If one fan brigade can do something to neutralize Kansas’ home-arena advantage in the Big 12 tournament, it’s Iowa State’s. The Cyclones had an estimated 4,500 supporters in Sprint Center for an 11:30 a.m. game on a Thursday.
After their team played scorching offense in downing 20-win, NCAA tourney-bound Oklahoma State, 92-83, the Iowa Staters who stayed for Thursday’s second game expected to watch Kansas methodically take out TCU and set up 26 hours of great anticipation for Friday night’s Cyclones-Jayhawks semifinal.
But 19-14 TCU apparently didn’t come all the way from Fort Worth to roll over to the No. 1-ranked Jayhawks on their way to the league semifinals. They pulled an 85-82 stunner, handing Kansas its third quarterfinal exit in the 21 years of Big 12 tourneys. and earning a match with Iowa State Friday.
It may be bittersweet — OK, more sweet than bitter — to not have an ISU-KU matchup to await and holler all the way through.
Going to the NCAA Sweet 16 in 2014 and 2016 was great fun for Cyclone fans, but was it any more enjoyable than beating Kansas here in the Big 12 semifinals in ‘14 and the finals in ‘15? The atmospheres were as fiery as any you’ll experience in a conference tourney clash.
Cyclone fans never lack two thirsts in this town. One involves beer. No one cries more in their own beer than the proprietors of Kelly’s Westport Inn when ISU loses early in this tourney.
The other thirst is to beat the team that has won 13 consecutive Big 12 regular-season titles. They’ll just have to channel that toward the Horned Frogs that became princes Thursday.
When asked the key to beating Kansas, Iowa State’s Monte Morris said “Slowing down Mason.” That’s Frank Mason III, Morris’ fellow point guard and the Big 12’s Player of the Year.
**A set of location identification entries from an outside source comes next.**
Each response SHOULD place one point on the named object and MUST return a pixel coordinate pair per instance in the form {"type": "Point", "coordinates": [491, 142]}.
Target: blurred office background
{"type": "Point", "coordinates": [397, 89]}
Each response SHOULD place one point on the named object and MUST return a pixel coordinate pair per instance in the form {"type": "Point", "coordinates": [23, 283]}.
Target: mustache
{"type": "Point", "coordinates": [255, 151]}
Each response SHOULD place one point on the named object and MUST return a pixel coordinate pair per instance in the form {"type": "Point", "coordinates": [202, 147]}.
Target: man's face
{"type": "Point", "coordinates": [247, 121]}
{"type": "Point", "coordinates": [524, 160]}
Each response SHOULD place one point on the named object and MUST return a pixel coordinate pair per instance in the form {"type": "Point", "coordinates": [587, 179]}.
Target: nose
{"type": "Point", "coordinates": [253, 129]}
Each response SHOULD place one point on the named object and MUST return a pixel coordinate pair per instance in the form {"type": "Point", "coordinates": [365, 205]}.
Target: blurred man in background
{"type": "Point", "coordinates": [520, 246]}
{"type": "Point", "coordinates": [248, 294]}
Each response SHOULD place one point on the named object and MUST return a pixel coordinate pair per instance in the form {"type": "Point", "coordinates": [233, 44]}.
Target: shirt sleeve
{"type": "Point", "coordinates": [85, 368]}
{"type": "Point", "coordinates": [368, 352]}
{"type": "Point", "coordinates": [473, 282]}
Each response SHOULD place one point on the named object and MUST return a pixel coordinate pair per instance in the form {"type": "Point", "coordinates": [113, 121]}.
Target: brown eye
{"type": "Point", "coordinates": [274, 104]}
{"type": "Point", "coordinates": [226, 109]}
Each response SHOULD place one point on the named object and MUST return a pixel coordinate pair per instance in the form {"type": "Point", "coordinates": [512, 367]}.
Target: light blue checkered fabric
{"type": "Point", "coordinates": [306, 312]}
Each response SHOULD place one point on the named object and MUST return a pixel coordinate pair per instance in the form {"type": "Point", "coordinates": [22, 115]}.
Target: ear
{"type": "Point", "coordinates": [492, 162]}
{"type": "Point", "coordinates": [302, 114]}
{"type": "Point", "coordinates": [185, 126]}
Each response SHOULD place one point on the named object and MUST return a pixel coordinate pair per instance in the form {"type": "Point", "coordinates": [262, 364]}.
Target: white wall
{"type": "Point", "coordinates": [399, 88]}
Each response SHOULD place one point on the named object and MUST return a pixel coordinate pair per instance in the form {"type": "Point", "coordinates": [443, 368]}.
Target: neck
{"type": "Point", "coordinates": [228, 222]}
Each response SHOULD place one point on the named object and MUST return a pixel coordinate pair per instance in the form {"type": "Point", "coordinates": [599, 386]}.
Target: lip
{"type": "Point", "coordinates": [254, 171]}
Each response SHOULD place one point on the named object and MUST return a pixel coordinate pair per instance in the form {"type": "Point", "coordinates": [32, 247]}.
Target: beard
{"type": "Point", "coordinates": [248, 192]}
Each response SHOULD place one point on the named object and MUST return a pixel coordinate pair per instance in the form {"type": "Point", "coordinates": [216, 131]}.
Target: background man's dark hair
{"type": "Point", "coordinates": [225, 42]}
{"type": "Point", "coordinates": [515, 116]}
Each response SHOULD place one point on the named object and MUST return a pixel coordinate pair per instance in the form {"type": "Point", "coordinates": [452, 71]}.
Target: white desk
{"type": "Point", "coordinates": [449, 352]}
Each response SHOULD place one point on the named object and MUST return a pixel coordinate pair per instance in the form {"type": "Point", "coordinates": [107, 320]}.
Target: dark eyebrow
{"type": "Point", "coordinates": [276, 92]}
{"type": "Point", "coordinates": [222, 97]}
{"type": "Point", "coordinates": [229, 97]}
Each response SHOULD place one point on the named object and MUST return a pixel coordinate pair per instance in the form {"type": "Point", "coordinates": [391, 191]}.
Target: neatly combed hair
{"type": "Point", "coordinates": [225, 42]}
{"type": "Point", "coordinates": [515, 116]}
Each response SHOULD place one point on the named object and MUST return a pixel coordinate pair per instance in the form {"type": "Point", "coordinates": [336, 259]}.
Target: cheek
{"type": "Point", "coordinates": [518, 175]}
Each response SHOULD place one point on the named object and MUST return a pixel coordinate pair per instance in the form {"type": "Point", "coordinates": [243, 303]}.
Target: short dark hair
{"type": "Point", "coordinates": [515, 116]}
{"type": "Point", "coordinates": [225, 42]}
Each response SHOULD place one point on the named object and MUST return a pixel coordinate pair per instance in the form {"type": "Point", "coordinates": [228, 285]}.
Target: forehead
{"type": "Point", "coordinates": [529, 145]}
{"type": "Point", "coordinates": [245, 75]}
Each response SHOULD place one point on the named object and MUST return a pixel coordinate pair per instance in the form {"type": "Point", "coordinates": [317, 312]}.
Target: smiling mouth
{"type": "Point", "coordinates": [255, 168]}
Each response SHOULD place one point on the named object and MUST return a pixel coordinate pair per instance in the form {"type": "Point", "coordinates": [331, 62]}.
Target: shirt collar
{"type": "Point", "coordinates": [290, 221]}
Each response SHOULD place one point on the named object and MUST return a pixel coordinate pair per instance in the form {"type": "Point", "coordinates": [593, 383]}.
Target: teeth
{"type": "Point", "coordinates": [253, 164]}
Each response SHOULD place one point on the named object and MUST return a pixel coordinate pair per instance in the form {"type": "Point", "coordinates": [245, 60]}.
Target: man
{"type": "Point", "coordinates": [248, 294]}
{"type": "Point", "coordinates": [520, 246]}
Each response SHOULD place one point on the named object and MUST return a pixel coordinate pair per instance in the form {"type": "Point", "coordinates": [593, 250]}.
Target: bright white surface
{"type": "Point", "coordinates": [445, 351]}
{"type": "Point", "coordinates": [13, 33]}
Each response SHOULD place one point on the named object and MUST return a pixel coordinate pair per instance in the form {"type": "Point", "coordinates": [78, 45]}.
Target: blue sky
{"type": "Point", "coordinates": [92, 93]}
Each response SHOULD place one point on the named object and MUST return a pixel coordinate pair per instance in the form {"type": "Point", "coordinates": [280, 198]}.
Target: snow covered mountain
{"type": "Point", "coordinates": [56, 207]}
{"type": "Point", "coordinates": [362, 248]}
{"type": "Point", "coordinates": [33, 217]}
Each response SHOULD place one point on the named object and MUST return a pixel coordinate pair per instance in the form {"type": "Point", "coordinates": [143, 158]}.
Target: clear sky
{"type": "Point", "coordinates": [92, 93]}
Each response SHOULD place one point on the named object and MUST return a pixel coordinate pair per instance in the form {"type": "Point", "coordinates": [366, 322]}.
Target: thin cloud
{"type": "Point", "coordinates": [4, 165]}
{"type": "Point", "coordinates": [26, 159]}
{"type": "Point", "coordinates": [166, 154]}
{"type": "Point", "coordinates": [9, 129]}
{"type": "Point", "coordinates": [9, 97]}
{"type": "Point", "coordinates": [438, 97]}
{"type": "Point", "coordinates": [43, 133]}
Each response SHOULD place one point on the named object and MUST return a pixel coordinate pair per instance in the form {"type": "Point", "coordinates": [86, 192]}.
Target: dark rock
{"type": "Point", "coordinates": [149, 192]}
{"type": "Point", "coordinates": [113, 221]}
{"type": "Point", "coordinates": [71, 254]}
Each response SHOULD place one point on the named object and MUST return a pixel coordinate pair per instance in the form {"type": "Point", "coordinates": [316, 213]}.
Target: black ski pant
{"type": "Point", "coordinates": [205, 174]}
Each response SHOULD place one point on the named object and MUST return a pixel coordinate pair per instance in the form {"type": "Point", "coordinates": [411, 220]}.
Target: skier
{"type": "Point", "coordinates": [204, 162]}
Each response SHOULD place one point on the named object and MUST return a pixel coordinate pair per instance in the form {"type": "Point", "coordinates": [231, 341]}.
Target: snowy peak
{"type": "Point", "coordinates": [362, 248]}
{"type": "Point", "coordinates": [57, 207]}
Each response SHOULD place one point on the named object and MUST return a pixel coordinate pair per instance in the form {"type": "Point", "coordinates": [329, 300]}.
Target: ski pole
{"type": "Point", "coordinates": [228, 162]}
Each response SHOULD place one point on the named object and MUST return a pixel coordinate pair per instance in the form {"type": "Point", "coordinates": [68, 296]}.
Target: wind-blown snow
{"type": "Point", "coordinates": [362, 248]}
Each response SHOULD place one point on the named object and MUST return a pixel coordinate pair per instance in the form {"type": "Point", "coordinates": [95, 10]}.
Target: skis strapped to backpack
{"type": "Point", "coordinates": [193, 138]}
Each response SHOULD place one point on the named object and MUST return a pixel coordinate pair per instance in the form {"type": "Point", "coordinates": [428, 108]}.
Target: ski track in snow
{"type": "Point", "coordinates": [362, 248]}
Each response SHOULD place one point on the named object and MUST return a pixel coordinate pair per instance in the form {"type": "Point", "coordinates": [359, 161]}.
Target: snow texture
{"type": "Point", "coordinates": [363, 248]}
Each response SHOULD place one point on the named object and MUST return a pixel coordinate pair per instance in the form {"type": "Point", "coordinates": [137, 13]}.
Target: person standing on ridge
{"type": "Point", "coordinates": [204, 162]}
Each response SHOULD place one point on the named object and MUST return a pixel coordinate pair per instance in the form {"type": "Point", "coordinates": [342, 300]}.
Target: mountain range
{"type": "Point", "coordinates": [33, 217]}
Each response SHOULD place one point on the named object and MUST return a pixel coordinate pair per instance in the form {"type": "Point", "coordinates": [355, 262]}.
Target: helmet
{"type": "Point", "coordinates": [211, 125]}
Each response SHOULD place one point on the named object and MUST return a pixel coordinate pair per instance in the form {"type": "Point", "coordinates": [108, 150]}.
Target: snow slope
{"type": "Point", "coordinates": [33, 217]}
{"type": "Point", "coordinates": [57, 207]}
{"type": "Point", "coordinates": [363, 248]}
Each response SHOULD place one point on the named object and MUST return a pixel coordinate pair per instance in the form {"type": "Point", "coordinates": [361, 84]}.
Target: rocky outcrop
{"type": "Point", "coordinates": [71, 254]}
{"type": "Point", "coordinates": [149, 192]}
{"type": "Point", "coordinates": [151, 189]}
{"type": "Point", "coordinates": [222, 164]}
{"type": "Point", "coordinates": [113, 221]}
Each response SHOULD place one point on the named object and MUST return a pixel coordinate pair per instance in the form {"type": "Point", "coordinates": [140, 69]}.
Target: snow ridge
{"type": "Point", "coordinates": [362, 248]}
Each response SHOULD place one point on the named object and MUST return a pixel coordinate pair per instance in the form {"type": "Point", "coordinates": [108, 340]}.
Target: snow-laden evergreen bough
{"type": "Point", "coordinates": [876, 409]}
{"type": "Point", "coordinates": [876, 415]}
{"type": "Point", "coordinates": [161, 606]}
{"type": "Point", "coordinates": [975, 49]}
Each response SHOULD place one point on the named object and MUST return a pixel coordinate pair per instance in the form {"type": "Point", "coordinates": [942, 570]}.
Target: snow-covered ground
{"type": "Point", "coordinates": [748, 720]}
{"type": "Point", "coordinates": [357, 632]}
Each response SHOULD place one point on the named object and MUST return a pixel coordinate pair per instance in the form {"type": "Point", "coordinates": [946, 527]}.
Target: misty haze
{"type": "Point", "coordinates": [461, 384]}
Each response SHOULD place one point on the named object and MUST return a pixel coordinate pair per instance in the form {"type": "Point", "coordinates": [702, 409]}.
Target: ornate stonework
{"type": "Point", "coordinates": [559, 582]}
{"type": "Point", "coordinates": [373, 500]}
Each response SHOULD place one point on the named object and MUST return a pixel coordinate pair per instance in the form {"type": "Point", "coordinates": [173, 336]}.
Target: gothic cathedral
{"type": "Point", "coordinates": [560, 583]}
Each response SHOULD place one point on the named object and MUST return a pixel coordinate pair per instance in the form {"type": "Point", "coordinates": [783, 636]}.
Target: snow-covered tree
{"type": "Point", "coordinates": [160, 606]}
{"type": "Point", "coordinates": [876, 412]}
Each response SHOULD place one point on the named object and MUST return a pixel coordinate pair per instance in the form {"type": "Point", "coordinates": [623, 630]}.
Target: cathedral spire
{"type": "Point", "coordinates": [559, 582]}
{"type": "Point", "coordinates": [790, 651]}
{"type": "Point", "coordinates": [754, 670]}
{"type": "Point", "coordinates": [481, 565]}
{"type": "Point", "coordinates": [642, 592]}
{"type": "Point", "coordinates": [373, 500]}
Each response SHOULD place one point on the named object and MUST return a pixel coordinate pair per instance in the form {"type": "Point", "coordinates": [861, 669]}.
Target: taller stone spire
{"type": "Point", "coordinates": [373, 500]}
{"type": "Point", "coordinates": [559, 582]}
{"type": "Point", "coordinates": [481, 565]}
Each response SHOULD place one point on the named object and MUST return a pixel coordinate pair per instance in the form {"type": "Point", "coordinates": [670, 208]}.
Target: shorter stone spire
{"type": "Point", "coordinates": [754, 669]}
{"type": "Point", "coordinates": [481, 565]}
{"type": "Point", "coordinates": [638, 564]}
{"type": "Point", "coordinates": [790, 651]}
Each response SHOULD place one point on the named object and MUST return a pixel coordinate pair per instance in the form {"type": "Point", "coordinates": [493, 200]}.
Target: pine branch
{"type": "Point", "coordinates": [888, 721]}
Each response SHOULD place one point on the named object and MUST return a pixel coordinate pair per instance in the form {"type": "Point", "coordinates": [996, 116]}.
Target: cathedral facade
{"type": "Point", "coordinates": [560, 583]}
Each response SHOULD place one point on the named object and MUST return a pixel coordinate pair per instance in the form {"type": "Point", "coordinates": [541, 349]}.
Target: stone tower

He had 29 points and six assists against TCU.
But Mason is no longer Morris’ concern.
Guess who TCU must slow to stop the Cyclones. A hint: Oklahoma State didn’t come close to doing it Thursday. Another: He had 21 points, 10 rebounds and nine assists against the Cowboys.
That’s Morris, whose number of acclaimed performances may match Meryl Streep’s.
“Mr. Bob Cousy down there,” Prohm said while pointing to Morris during the postgame press conference, “is the best point guard in the country.”
This week, the Bob Cousy Award selection committee announced its five finalists for the nation’s top point guard of the year. One is Mason. The others are Nigel Williams-Goss of Gonzaga, Joel Berry II of North Carolina, Lonzo Ball of UCLA and Jalen Brunson of Villanova. Studs, one and all.
Just don’t tell Prohm any are better than Morris, or he’ll come closer to swearing than he ever does, which is never.
“I don’t know how much tape we’re watching with that Bob Cousy Award not to have him as a top-five guy in the country,” Prohm said. “He’s not going to say it, so I just want to say it for him. He would have been a great representative for that award and what it’s about. … He’s going to finish as the national assist-to-turnover ratio (leader), the best ever.
“Led Iowa State as an all-time assist leader. His team is in the Top 25. Lost two NBA guys off his team last year, and he had it all on his shoulders and he’s responded in every way.
“I’m going to make up my own award for him at the (team’s) award ceremony at the end of the year.”
One assist short of a triple-double against a team of Oklahoma State’s caliber? Wow, just wow.
“I’ve just got to play with a chip on my shoulder,” Morris said. “Obviously, I haven’t showed enough,”
No, it won’t be Morris vs. Mason or Allen East vs. Hilton South. Happily for the Cyclones, it isn’t their fault.